A small group of supporters of the Freedom Flotilla to West Papua set up their banner at the St Mark’s church polling booth in Fitzroy on Saturday afternoon to fold boats, pose for photos and hand out pamphlets to any voters drawn by the “Free West Papua” message.

“The Freedom Flotilla is preparing to cross the Torres Strait,” said spokesperson Ruben Blake, “and we wanted to show our support for the people who are on the water and also for all the people who are crossing by boat into Australia as refugees. We strongly believe that refugees fleeing from persecution shouldn’t be treated as criminals, that seeking asylum is not a crime”. 

Photo by Wil Gleeson.

The heart of the West Papuan community in Australia basically arrived as refugees in one boat. In January 2006, 43 people left Merauke, in the south-east of West Papua, on a 25-metre traditional wooden canoe. After four days without food and water they arrived at Cape York, where a group swam to shore. The Papuans spent three and a half months at Christmas Island detention centre before they were released on temporary protection visas. They have since been granted permanent residency and most have settled in Melbourne.

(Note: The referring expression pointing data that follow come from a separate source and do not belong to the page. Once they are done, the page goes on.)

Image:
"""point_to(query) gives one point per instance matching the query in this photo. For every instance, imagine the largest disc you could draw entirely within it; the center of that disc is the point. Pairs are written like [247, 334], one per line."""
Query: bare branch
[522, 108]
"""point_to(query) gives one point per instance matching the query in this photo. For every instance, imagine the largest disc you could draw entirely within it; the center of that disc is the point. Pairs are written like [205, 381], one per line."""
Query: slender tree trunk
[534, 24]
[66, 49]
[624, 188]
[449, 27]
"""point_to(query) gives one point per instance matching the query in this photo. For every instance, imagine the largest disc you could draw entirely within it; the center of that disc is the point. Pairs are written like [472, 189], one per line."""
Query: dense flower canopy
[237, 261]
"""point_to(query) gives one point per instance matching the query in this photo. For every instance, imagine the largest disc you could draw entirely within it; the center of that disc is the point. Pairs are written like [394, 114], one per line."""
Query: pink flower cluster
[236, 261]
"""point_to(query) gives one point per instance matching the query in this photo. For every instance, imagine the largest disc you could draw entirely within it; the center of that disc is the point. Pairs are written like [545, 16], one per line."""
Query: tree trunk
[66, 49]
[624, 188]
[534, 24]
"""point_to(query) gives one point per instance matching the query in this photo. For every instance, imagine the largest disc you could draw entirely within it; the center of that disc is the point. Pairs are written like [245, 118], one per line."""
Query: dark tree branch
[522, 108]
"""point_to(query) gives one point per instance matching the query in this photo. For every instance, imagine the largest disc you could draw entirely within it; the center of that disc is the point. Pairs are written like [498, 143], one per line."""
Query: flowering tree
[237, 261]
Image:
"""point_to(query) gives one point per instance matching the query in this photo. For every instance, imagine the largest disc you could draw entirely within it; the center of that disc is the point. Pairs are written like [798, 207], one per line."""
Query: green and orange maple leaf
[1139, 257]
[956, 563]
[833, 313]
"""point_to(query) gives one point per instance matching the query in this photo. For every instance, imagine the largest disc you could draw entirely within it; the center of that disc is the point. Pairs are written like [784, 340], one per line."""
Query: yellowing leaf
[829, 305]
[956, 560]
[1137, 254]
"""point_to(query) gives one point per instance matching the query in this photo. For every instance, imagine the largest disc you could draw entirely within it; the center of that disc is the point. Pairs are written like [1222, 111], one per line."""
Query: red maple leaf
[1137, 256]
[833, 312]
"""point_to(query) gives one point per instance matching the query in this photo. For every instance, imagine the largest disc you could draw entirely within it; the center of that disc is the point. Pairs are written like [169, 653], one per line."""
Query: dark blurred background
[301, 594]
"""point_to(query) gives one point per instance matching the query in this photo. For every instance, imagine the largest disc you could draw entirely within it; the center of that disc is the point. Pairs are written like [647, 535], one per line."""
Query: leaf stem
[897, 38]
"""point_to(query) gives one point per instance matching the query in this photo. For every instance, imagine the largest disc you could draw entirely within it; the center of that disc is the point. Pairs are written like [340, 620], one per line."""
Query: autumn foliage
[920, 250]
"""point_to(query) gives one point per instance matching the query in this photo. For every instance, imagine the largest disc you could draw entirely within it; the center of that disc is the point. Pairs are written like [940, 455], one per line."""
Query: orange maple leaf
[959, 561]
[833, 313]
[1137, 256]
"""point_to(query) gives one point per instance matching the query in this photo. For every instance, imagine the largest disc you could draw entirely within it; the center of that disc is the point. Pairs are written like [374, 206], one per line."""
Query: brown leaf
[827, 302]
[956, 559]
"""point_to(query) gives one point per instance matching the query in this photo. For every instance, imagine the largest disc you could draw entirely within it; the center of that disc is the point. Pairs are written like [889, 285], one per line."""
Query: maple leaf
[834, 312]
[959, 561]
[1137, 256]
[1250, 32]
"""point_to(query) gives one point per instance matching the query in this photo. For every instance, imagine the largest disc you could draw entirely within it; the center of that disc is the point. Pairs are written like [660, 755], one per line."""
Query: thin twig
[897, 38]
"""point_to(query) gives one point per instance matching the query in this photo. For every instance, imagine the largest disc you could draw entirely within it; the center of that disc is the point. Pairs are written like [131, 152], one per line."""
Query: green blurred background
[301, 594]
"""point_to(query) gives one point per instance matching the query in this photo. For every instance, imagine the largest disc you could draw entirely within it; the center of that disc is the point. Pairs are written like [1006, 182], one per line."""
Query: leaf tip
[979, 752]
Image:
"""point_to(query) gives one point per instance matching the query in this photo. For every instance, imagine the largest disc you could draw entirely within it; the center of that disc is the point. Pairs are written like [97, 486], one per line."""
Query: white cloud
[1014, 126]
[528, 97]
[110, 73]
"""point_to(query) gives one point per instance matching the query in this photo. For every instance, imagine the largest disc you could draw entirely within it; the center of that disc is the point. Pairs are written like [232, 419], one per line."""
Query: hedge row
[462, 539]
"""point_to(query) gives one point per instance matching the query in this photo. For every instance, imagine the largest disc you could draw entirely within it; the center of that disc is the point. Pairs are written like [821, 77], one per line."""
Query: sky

“I feel so happy,” says Lamech’s dad, Adolf Mora, who was on the boat. “I enjoy my life and I’ve got my little family. My little boy he really amaze me all the time. And for me to find a real job here in Australia, I can do that. Back in West Papua we indigenous West Papuans just end up as a fisherman or farmer.

Photo by Wil Gleeson.

“But because I came as a refugee I got a lot of stuff I need to do in the West Papuan community and for people back home. I’m not just coming to find a job and working every day and be happy”.

While his parents and siblings are safe and healthy at home Adolf worries about his community and friends.

“They live in danger right now. That’s why I still can’t say I’m happy to live in Australia. I just think about them.”

Photo by Wil Gleeson.

Another refugee involved with the Freedom Flotilla is organiser Ronny Kareni, who grew up in Wewak, in Papua New Guinea. His family was part of an exodus from West Papua in the 1980s of more than 10,000 people, who fled across the border.

The UNHCR estimated last year more than 9000 West Papuan refugees were living in PNG, many of whom had been there for over three decades. The majority live outside official refugee areas and are not eligible for permits that entitle them to travel, work and access services.

Photo by WIl Gleeson.

Given this situation, Ruben Blake argues, the Australian government can’t justify plans to settle boat-arriving asylum seekers in its former colony.

“The Australian government and the PNG government need to be addressing the major challenges of providing security of life in PNG before saying they want to resettle people from all around the world there,” Blake said.

The Flotilla, which had put out a call on social media for people to “vote for boats” and then fold their how-to-vote cards into them at Saturday’s election, received photos of results from around the country.

The Freedom Flotilla is a group of Papuan, Aboriginal and non-indigenous activists from Australia who are attempting to sail to the Indonesian-controlled territory of West Papua. The lead yacht is leaving Horn Island, north of Cape York today, headed for Merauke, in Indonesia, where reports suggest a military build-up awaits it.